Juiz não vê racismo institucional do Assaí em abordagem de cliente negro

Contexto do Caso

Recentemente, um caso envolvendo o Assaí Atacadista trouxe à tona questões sobre discriminação racial e o que é conhecido como racismo institucional. O juiz Flavio Dassi Vianna, da 5ª Vara Cível de Limeira, São Paulo, julgou improcedente uma ação que pedia a condenação da empresa ao pagamento de indenização por danos morais coletivos em decorrência de uma abordagem discriminatória a um cliente negro. A ação foi movida por entidades como Educafro, Centro Santo Dias de Direitos Humanos, Soeuafrobrasileira e Coade, denunciando esse tipo de prática.

Decisão Judicial

Na decisão, o magistrado ressaltou que o incidente em questão foi considerado um “ato isolado”. O juiz determinou que não houve evidências suficientes para comprovar que a empresa possuía uma política institucional que promovesse discriminação racial. O evento inicial ocorreu em agosto de 2021, quando um cliente negro foi acusado de furto e forçado a levantar a camiseta para provar que não estava escondendo produtos. Esse fato levantou questões sobre a forma como a abordagem foi conduzida.

Análise da Abordagem

A abordagem realizada pelos funcionários foi fundamentada em um ato específico, e a análise jurídica focou na ausência de uma prática sistemática na operação da loja.
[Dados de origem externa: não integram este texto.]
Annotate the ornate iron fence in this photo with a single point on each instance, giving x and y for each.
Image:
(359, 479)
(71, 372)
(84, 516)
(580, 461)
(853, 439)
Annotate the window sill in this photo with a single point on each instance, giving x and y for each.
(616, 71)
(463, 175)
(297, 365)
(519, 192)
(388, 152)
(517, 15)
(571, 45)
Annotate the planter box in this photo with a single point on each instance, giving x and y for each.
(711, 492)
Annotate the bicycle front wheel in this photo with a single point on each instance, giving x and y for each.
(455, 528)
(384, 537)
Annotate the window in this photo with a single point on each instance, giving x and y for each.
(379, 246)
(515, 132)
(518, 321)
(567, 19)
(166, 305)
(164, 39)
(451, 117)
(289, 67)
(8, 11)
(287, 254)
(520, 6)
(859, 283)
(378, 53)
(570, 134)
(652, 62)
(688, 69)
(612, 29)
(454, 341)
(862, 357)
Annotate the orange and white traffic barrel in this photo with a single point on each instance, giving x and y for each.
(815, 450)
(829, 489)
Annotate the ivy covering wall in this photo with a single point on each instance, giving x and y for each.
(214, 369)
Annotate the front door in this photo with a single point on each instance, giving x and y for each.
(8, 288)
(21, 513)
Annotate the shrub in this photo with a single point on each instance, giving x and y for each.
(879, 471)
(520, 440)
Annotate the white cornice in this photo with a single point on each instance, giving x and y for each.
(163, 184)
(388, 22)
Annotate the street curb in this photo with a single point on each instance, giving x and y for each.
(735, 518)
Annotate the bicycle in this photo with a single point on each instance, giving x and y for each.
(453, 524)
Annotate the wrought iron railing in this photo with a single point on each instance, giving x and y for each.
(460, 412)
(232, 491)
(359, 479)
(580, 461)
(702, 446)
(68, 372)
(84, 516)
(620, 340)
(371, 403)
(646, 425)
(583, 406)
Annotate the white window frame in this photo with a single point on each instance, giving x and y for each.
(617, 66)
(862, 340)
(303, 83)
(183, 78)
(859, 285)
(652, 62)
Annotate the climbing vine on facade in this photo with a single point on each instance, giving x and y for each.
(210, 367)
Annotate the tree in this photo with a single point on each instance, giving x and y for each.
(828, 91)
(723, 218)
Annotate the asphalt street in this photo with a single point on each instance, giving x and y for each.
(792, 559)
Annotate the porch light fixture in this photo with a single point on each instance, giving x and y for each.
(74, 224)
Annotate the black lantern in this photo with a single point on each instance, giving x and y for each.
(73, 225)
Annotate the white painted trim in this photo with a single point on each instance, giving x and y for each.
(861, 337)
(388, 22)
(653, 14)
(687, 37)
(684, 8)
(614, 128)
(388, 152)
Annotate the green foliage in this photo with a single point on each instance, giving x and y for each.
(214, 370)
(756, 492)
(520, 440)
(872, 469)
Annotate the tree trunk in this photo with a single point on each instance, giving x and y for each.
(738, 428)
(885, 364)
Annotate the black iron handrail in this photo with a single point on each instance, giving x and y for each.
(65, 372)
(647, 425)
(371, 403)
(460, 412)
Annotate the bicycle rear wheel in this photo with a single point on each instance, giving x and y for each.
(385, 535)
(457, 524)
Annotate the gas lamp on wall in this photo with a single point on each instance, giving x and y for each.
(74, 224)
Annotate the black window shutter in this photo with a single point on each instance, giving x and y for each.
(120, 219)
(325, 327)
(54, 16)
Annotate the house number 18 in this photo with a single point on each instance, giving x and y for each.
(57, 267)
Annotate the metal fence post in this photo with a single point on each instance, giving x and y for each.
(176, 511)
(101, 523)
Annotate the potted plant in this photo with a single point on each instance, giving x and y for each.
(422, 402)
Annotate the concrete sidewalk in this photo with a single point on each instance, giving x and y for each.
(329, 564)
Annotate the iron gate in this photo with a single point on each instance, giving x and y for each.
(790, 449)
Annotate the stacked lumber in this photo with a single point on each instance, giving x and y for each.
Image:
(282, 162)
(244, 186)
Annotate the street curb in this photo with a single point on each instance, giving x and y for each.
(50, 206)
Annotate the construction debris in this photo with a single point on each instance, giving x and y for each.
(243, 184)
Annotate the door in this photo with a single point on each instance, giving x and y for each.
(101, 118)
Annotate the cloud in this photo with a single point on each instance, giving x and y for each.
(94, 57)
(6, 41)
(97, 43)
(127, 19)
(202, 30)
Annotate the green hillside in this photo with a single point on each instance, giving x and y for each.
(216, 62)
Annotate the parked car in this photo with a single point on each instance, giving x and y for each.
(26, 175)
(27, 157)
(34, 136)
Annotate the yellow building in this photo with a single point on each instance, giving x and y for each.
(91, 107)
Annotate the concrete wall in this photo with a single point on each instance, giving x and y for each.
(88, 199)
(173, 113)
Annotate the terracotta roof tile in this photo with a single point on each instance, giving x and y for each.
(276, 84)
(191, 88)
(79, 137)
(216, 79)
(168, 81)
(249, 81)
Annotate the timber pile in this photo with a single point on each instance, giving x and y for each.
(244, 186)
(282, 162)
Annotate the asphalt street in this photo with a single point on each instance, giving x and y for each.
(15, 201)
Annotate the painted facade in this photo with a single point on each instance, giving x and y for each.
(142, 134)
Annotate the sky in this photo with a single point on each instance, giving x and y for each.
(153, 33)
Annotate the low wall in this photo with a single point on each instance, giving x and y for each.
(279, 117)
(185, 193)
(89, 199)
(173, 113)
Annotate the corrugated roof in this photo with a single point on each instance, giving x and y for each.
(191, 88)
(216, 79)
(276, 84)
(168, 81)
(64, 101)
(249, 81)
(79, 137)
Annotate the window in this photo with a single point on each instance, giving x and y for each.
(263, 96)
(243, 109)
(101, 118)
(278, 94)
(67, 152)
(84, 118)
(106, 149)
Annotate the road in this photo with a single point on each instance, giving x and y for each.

O juiz observou que, em um outro caso semelhante realizado em julho de 2021, no qual outro cliente negro foi supostamente abordado por estar armado, não havia conexão direta que sustentasse a alegação de que essas ações representavam uma política discriminatória contínua da empresa.

racismo institucional

Racismo Institucional

O conceito de racismo institucional se refere a uma prática discriminatória que se manifesta dentro de sistemas organizacionais, podendo ser continuada e sistemática. É um tema amplo que envolve tanto práticas explícitas como atitudes e comportamentos implícitos por parte da instituição. No presente caso, o juiz concluiu que a prática especificada não se enquadrava nessa definição mais ampla, devido à falta de padrões estabelecidos que corroborassem a alegação de racismos institucionais.



Alegações e Provas

As entidades requerentes apresentaram como provas os dois episódios de abordagem a clientes negros. Entretanto, o entendimento do juiz foi que esses eventos não configuravam um padrão repetitivo suficientemente embasado para afirmar a existência de racismo institucional. A defesa do Assaí trouxe à tona uma série de documentos que demonstravam a ausência de práticas discriminatórias sistemáticas, além de demonstrar políticas e treinamentos voltados para a diversidade e combate ao racismo.

Políticas Antirracistas

Além dos documentos, a empresa apresentou evidências de programas destinados à diversidade, que já estavam sendo implementados antes dos eventos citados na ação. O juiz reconheceu, com isso, que o Assaí possuía um compromisso evidente em mitigar comportamentos discriminatórios, através de um manual antirracista e treinamentos destinados aos seus colaboradores.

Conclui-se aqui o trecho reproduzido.